On October 1, 2018, the Company retrospectively adopted an accounting standard update which requires all components of net periodic pension and postretirement benefit costs to be disaggregated from the service cost component and to be presented on the income statement outside a subtotal of income from operations, if one is presented. Upon the Company's adoption of the accounting standard update, which did not have a material impact on its consolidated financial statements, all components of the Company’s net periodic pension and postretirement benefit costs, aside from service cost, are recorded to Other income (expense), net on its consolidated income statements for all periods presented. Revisions of prior-year amounts were estimated based upon previously disclosed amounts.

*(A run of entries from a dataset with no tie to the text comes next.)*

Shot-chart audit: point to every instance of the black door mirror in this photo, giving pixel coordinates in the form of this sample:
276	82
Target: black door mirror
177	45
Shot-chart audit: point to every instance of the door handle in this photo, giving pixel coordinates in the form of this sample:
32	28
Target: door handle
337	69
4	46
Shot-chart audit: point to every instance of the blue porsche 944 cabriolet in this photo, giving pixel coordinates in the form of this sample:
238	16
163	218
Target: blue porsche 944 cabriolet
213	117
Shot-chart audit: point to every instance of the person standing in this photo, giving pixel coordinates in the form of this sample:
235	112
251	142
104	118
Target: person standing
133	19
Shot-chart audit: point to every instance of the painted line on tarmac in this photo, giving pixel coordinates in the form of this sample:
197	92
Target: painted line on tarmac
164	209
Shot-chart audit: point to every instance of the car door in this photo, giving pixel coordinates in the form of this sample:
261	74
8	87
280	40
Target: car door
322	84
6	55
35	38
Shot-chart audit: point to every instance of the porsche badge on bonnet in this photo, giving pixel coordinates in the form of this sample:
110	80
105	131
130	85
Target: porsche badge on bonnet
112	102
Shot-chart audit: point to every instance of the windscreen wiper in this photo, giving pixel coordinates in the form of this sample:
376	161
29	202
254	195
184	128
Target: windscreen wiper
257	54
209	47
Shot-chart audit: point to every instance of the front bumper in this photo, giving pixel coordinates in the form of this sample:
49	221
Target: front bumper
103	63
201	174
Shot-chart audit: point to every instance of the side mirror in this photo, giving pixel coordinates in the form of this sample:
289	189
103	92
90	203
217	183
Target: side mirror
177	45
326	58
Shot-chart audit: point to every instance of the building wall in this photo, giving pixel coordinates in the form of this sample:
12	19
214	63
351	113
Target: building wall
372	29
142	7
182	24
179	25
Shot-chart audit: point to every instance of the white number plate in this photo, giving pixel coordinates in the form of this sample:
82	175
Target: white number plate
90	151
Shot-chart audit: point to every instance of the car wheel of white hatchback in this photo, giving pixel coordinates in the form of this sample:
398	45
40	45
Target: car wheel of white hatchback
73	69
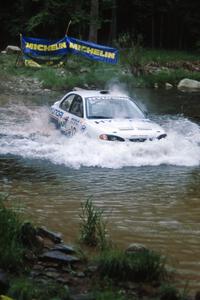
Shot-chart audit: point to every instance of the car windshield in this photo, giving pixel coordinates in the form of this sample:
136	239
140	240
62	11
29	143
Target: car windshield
112	108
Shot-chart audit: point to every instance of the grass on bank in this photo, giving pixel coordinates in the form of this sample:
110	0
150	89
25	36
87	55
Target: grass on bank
11	245
143	266
23	288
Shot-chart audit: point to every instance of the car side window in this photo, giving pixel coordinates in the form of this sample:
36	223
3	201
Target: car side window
77	107
66	103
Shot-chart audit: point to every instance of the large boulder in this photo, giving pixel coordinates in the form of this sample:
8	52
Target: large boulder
188	84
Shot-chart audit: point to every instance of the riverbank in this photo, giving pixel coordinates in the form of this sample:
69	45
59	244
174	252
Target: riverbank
154	69
35	263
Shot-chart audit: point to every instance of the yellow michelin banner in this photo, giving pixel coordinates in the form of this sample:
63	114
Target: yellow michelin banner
37	51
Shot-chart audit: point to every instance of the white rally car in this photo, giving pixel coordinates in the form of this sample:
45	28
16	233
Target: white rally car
103	115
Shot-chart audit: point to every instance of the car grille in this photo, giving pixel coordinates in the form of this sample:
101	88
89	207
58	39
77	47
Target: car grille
137	140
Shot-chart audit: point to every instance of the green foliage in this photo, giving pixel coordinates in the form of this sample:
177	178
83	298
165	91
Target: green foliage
108	295
24	288
168	291
93	227
11	249
133	57
143	266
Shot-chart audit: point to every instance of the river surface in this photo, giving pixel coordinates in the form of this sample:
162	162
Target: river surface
150	192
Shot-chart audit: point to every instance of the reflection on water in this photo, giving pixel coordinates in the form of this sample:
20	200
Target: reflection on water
150	192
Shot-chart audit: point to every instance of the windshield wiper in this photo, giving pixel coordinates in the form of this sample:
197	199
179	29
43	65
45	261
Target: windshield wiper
99	117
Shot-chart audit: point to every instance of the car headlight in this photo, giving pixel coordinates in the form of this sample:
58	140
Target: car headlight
110	137
162	136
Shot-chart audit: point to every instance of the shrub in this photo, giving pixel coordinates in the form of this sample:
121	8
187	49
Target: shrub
93	227
143	266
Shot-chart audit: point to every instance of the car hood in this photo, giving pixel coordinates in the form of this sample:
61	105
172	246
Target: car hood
127	127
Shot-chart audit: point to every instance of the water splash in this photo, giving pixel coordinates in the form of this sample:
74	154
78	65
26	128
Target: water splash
26	131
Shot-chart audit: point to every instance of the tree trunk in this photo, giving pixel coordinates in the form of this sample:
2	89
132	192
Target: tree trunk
94	15
113	25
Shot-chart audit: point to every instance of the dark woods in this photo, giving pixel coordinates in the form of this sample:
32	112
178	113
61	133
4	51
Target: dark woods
172	24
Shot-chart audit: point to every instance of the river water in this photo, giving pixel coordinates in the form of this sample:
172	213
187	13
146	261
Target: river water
150	192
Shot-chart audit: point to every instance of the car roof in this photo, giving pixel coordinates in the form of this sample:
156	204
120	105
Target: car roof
99	93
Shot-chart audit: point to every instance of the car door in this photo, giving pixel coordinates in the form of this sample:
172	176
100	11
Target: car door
64	119
73	119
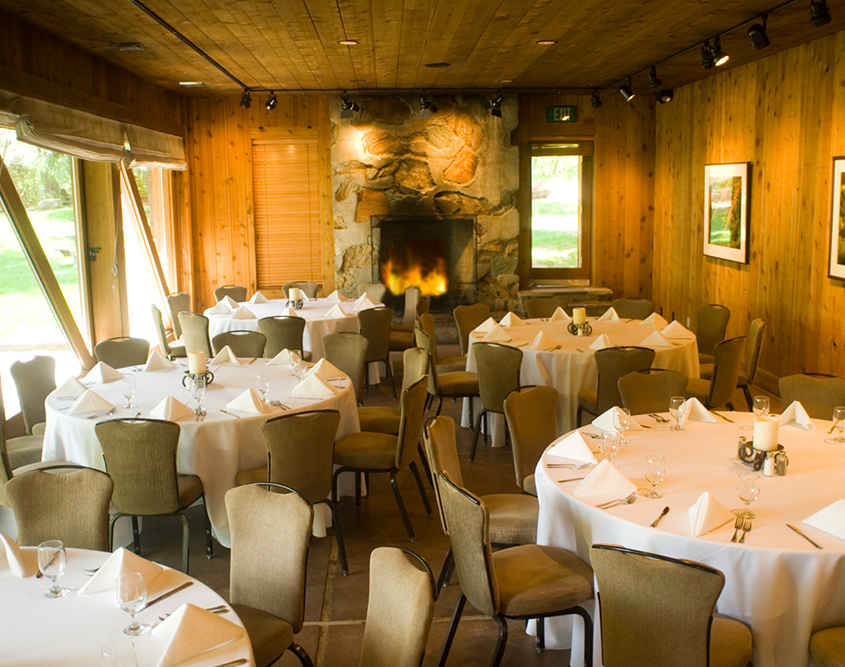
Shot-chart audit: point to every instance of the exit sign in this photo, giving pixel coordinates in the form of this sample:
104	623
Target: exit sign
560	114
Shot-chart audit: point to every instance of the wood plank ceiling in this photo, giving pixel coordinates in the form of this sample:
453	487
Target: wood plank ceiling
292	45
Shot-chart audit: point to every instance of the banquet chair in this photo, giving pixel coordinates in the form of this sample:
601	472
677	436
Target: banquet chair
636	309
818	395
242	343
468	318
512	516
720	389
347	351
649	390
122	351
270	534
63	502
657	611
400	609
498	375
236	292
531	414
195	332
170	349
140	457
523	582
612	363
371	452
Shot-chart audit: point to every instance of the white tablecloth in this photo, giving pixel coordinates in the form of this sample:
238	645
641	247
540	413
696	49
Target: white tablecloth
71	631
216	449
777	583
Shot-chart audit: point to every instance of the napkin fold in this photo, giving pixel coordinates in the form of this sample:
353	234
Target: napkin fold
707	514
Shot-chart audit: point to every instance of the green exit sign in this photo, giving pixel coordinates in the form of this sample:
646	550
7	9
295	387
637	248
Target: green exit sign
560	114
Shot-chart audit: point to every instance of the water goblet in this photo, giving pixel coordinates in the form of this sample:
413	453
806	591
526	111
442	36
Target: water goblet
52	561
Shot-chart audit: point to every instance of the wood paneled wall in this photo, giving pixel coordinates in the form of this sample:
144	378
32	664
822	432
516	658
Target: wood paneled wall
786	116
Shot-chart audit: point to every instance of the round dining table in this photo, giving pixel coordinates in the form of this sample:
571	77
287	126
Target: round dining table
776	582
215	449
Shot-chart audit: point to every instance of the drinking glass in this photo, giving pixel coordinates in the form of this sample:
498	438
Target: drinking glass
52	561
655	468
131	595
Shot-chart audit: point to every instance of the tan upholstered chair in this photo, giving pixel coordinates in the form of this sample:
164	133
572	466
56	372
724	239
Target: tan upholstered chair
528	581
498	375
369	452
531	414
399	610
719	390
140	456
657	611
650	390
71	505
122	351
242	343
612	363
819	395
270	535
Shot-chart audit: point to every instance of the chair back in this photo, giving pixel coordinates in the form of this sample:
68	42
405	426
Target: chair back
270	534
466	319
711	323
34	379
614	362
399	610
122	351
70	506
818	395
300	447
195	332
348	351
649	390
531	413
242	343
282	332
656	611
498	373
140	456
637	309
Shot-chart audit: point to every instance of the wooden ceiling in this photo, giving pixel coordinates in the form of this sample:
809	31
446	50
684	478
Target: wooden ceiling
292	45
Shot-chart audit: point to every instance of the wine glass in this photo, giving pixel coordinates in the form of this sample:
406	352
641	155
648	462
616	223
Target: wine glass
131	596
52	561
655	468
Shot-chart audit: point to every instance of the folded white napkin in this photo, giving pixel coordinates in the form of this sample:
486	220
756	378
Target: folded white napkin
313	386
121	562
249	402
89	402
796	415
102	372
605	480
172	410
225	356
830	519
573	447
158	362
193	630
707	514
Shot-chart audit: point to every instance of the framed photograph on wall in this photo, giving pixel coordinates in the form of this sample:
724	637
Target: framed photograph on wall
726	211
837	221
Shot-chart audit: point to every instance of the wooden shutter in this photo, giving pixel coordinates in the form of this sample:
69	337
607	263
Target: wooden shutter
287	211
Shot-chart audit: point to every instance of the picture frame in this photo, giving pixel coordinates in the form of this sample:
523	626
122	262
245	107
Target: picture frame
726	206
837	221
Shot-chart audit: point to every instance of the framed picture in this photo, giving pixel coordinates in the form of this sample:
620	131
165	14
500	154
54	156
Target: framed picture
726	211
837	221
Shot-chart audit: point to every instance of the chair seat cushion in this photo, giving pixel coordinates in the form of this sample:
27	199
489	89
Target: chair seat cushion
269	635
367	449
535	580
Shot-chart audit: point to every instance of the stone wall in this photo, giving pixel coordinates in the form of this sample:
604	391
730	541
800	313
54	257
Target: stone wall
460	161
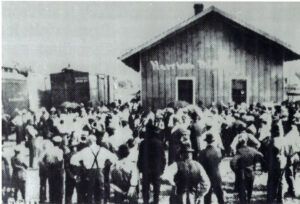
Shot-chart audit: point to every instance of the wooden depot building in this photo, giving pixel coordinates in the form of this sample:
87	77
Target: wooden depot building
211	57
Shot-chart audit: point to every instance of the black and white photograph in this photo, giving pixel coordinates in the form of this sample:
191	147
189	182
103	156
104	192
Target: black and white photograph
137	102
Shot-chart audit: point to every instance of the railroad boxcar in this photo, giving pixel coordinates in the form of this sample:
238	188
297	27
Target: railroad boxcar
81	87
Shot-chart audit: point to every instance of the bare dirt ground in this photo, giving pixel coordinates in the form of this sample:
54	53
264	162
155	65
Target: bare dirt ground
259	192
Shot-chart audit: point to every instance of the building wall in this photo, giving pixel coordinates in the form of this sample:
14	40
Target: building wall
217	54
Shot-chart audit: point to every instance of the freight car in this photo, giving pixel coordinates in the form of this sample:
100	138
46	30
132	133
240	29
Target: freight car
14	90
81	87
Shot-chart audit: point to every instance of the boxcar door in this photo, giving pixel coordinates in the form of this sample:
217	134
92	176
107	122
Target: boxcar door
239	91
185	90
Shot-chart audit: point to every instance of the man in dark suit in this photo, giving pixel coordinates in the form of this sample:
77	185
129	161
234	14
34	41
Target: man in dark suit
243	166
210	159
151	163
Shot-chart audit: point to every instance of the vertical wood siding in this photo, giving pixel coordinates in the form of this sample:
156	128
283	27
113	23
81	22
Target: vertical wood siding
226	53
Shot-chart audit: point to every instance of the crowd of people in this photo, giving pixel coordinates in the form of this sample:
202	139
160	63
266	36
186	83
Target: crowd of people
113	152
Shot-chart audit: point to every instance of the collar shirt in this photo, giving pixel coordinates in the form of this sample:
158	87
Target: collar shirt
264	132
118	139
87	157
31	132
217	143
229	120
246	137
53	155
124	174
134	153
18	120
280	144
191	177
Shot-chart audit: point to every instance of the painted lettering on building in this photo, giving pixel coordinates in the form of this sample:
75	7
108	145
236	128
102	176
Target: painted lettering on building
185	66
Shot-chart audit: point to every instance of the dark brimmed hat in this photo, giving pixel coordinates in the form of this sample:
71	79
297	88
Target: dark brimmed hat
187	148
209	138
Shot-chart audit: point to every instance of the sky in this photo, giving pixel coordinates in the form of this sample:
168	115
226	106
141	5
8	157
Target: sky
48	36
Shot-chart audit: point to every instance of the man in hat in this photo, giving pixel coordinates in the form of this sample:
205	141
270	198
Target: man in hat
197	129
242	136
151	163
191	180
53	161
18	175
72	176
124	177
243	166
93	159
18	123
210	158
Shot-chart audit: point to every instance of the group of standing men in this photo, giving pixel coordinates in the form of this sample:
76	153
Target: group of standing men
121	149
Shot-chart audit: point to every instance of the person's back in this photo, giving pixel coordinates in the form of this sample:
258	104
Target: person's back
210	158
151	158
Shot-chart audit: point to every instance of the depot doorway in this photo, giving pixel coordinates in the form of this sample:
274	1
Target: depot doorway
185	89
239	91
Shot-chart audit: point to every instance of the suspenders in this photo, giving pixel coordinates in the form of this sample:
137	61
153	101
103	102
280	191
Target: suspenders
95	159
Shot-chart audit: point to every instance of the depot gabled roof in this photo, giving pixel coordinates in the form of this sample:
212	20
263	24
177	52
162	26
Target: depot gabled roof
131	57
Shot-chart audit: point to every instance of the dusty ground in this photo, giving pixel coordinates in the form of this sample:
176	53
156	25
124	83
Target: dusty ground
259	192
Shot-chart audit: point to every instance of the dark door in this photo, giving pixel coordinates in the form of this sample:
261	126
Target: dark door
185	90
239	91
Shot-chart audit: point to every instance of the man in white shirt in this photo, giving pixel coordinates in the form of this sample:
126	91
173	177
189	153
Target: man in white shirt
93	159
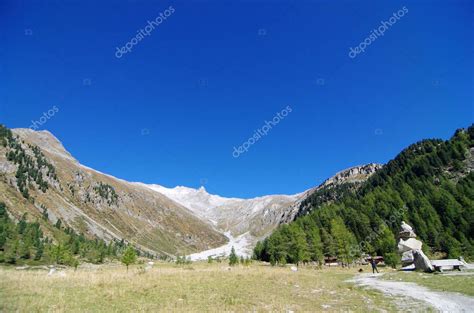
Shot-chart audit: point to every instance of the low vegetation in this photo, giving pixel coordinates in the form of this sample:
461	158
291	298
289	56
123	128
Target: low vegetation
199	287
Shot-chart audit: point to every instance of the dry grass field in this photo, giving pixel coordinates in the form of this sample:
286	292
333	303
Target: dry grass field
199	287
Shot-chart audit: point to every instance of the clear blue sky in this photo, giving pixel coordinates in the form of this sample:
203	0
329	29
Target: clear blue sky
171	110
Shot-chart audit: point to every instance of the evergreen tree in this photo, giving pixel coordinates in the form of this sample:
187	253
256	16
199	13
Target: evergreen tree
129	256
233	258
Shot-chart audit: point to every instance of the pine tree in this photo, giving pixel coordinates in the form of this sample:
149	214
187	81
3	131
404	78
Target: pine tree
129	257
233	258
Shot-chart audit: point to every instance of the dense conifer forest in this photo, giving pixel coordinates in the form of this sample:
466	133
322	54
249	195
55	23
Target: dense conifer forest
429	185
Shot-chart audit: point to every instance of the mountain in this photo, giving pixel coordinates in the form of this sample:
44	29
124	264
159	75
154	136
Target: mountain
40	177
37	173
245	221
429	185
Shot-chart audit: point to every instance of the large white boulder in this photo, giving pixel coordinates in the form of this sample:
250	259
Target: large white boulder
422	262
409	245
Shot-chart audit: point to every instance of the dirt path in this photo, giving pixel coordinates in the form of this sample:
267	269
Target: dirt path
412	295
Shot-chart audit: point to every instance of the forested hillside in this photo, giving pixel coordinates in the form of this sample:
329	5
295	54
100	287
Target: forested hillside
430	185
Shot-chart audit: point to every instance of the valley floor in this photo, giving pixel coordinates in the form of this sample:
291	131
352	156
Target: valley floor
199	287
203	287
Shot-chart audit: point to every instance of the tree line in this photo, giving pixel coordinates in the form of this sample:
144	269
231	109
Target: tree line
429	185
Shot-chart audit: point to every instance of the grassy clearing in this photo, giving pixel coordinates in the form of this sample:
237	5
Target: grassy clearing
441	282
198	287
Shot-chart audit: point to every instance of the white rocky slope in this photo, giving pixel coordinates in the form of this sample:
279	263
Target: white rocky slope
244	221
173	219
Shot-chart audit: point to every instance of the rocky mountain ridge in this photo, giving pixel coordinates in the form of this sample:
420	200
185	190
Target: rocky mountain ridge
157	219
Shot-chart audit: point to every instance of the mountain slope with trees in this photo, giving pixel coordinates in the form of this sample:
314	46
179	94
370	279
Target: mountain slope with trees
38	176
430	185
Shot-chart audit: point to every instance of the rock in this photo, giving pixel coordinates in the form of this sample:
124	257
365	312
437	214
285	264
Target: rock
422	262
406	227
408	258
409	245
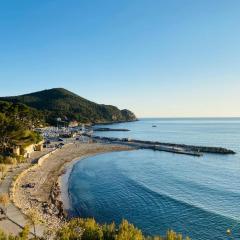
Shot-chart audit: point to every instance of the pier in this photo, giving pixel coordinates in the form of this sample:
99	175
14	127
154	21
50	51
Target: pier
185	149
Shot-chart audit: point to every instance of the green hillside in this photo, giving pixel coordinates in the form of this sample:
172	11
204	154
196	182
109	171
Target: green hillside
61	103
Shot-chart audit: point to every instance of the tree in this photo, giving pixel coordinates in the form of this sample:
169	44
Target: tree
128	231
4	200
3	169
34	219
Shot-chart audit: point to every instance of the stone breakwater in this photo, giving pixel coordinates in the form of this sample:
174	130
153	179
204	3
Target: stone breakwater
168	147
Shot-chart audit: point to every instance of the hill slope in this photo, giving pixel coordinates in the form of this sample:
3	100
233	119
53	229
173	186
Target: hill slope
61	103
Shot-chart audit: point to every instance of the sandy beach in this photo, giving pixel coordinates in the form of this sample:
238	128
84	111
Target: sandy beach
45	187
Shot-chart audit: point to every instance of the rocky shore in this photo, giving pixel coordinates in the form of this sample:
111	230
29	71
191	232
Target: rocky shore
39	187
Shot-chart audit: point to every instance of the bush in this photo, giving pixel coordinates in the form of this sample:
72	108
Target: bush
88	229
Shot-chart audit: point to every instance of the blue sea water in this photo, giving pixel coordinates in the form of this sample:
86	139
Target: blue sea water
157	191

On October 1, 2018, the Company adopted an accounting standard update which requires that the income tax effects of intercompany sales or transfers of assets, except those involving inventory, be recognized in the income statement as income tax expense (or benefit) in the period that the sale or transfer occurs. The Company adopted this accounting standard update, which did not have a material impact on its consolidated financial statements, using the modified retrospective method.
In the second quarter of its fiscal year 2018, the Company prospectively adopted an accounting standard update relating to the stranded income tax effects on items within Accumulated other comprehensive income (loss) resulting from the enactment of new U.S. tax legislation, which legislation is further discussed in Note 17. Additional disclosures regarding this accounting standard adoption are provided in Note 3.
On October 1, 2016, the Company prospectively adopted amended requirements relating to the timing of recognition and classification of share-based compensation award-related income tax effects. Upon adoption of the requirements in 2017, the Company has recorded tax benefits relating to share-based compensation awards within Income tax (benefit) provision on its consolidated statement of income. These tax benefits had been previously recorded within Capital in excess of par value on the Company's consolidated balance sheet. Also upon adoption of the amended guidance in 2017, the Company has classified excess tax benefits on its consolidated statement of cash flows within Net Cash Provided by Operating Activities, rather than Net Cash (Used for) Provided by Financing Activities.
New Accounting Principles Not Yet Adopted
In February 2016, the Financial Accounting Standards Board ("FASB") issued a new lease accounting standard which requires lessees to recognize lease assets and lease liabilities on the balance sheet.  The new standard also requires expanded disclosures regarding leasing arrangements.  The Company will adopt the standard on October 1, 2019 and expects to elect certain practical expedients permitted under the transition guidance, including a transition method which allows application of the new standard at its adoption date, rather than at the earliest comparative period presented in the financial statements. The Company has also elected a practical expedient which allows entities to account for the lease and non-lease components in an arrangement as a single lease component. Upon adoption of the standard, the Company's operating leases will be recognized as right-of-use assets and corresponding lease liabilities on its consolidated balance sheet. The Company's measurement of these assets and liabilities will be finalized during the first quarter of fiscal year 2020.  The Company does not expect the adoption of this standard to materially impact its consolidated financial statements.
In June 2016, the FASB issued a new accounting standard which requires earlier recognition of credit losses on loans and other financial instruments held by entities, including trade receivables. The new standard requires entities to measure all expected credit losses for financial assets held at each reporting date based on historical experience, current conditions, and reasonable and supportable forecasts. The Company is currently evaluating the impact that this new accounting standard will have on its consolidated financial statements upon its adoption on October 1, 2020.